The NLP CNN is usually made up of 3 or more 1D convolutional and pooling layers unlike traditional CNNs. This helps reduce the dimensionality of the text and acts as a summary of sorts which is then fed to a series of dense layers.

CNN for textual data (Source)

In computer vision tasks, the filters used in CNNs slide over patches of an image whereas in NLP tasks, the filters slide over the sentence matrices, a few words at a time.

AdamW

For all of these three models a customized Adam optimizer is used called as AdamW(weight decay) which fixes weight decay regularization in Adam.

This paper points out that all the popular Deep Learning frameworks (Tensorflow, Pytorch) have implemented Adam with weight decay wrong. They made the following observations:

  • L2 regularization and weight decay is not the same.
  • L2 regularization is not effective in Adam.
  • Weight decay is equally effective in both Adam and SGD.

They propose AdamW that decouple weight decay and L2 regularization steps.

Comparison between Adam and AdamW (Source)

More details on AdamW can be found here.

Training and submission

Trained three models with StratifiedKFold cross validation and then taken mean of their predictions as final ensemble predictions.

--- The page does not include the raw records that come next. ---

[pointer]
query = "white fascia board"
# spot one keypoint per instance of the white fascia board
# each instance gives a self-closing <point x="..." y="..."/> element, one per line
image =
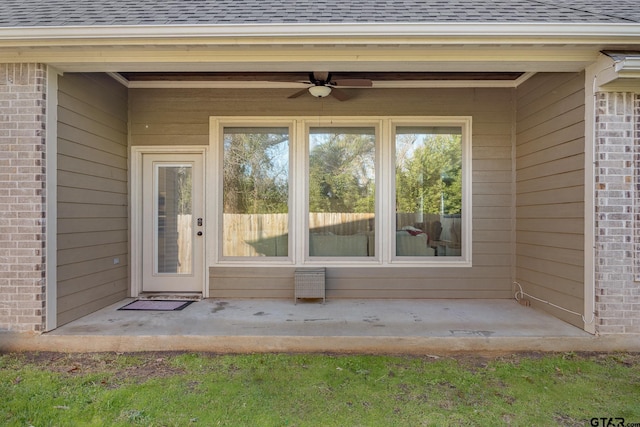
<point x="481" y="32"/>
<point x="619" y="73"/>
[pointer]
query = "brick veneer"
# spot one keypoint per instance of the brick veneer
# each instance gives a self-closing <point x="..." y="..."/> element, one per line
<point x="617" y="200"/>
<point x="22" y="197"/>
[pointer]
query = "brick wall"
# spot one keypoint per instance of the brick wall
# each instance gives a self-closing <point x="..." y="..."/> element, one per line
<point x="22" y="197"/>
<point x="617" y="174"/>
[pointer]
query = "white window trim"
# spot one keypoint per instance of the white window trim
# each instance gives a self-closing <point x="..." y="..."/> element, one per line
<point x="298" y="186"/>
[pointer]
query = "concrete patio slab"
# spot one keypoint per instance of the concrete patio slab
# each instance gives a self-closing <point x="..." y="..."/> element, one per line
<point x="359" y="326"/>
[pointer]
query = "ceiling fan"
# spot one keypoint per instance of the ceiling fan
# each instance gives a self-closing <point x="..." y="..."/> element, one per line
<point x="322" y="85"/>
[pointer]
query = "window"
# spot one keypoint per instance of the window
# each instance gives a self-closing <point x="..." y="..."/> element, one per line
<point x="341" y="179"/>
<point x="255" y="192"/>
<point x="372" y="191"/>
<point x="428" y="188"/>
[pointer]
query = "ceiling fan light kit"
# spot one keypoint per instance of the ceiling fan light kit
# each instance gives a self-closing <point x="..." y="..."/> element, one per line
<point x="320" y="91"/>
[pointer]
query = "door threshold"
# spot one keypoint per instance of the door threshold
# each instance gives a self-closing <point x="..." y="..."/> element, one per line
<point x="164" y="296"/>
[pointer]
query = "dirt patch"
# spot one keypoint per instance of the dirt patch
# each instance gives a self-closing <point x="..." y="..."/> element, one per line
<point x="136" y="367"/>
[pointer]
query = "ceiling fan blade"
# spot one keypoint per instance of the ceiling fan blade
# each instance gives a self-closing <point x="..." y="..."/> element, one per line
<point x="340" y="95"/>
<point x="353" y="82"/>
<point x="299" y="93"/>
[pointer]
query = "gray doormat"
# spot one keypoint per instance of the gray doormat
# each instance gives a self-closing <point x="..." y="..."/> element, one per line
<point x="156" y="305"/>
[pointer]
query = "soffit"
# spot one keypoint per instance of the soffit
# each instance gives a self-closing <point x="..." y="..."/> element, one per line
<point x="358" y="47"/>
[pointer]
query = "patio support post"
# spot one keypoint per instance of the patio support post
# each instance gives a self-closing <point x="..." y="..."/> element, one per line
<point x="22" y="197"/>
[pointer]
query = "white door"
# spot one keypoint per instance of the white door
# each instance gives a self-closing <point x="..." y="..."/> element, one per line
<point x="172" y="223"/>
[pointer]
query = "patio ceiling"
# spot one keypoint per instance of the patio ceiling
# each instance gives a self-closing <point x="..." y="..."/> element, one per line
<point x="408" y="48"/>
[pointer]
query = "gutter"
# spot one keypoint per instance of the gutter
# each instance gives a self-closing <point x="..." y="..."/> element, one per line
<point x="511" y="33"/>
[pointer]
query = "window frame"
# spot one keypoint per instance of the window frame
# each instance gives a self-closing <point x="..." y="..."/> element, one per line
<point x="298" y="221"/>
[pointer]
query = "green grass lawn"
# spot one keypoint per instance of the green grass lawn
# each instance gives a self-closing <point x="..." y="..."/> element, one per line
<point x="185" y="389"/>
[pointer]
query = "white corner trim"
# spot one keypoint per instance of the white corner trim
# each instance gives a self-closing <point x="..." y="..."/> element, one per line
<point x="591" y="88"/>
<point x="51" y="176"/>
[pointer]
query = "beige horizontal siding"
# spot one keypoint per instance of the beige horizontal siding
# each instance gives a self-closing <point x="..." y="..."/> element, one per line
<point x="92" y="194"/>
<point x="181" y="117"/>
<point x="550" y="191"/>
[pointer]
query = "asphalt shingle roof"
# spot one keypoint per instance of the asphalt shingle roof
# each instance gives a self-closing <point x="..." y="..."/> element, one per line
<point x="39" y="13"/>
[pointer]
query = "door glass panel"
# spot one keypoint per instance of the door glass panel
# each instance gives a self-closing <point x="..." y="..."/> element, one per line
<point x="256" y="192"/>
<point x="174" y="224"/>
<point x="342" y="191"/>
<point x="428" y="188"/>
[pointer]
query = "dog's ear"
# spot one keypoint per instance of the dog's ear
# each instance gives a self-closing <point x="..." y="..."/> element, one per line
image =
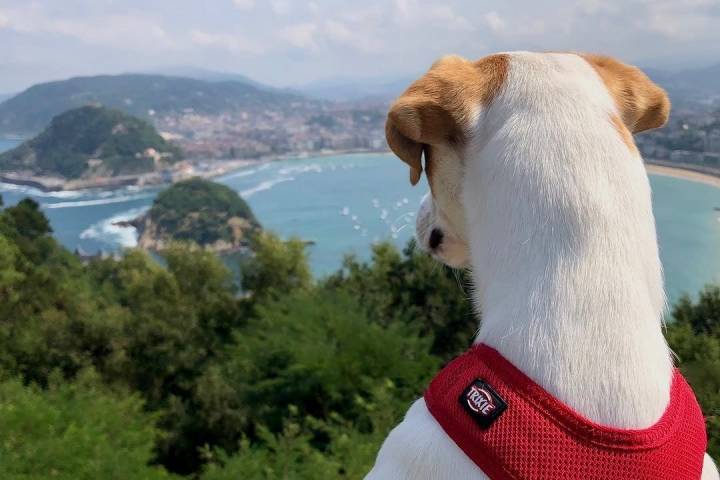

“Out-of-fold” list was created with all folds(validation) which is then used to find the optimal threshold of the ensemble model.

Validation score with optimal threshold

At last, using the optimal threshold on test predictions, submission file is generated.

Conclusion

This kaggle competition focuses on detecting toxic content on Quora platform using machine learning and deep learning methods.

I have learned a lot from kaggle forums and public solutions. Finding more word embeddings and model ensembling were the key factors for improving the F1-score.

Kaggle private and public scores for this solution are as follows.

Kaggle Final Score

Further improvements can be achieved by trying with other pretrained models like BERT for word embedding.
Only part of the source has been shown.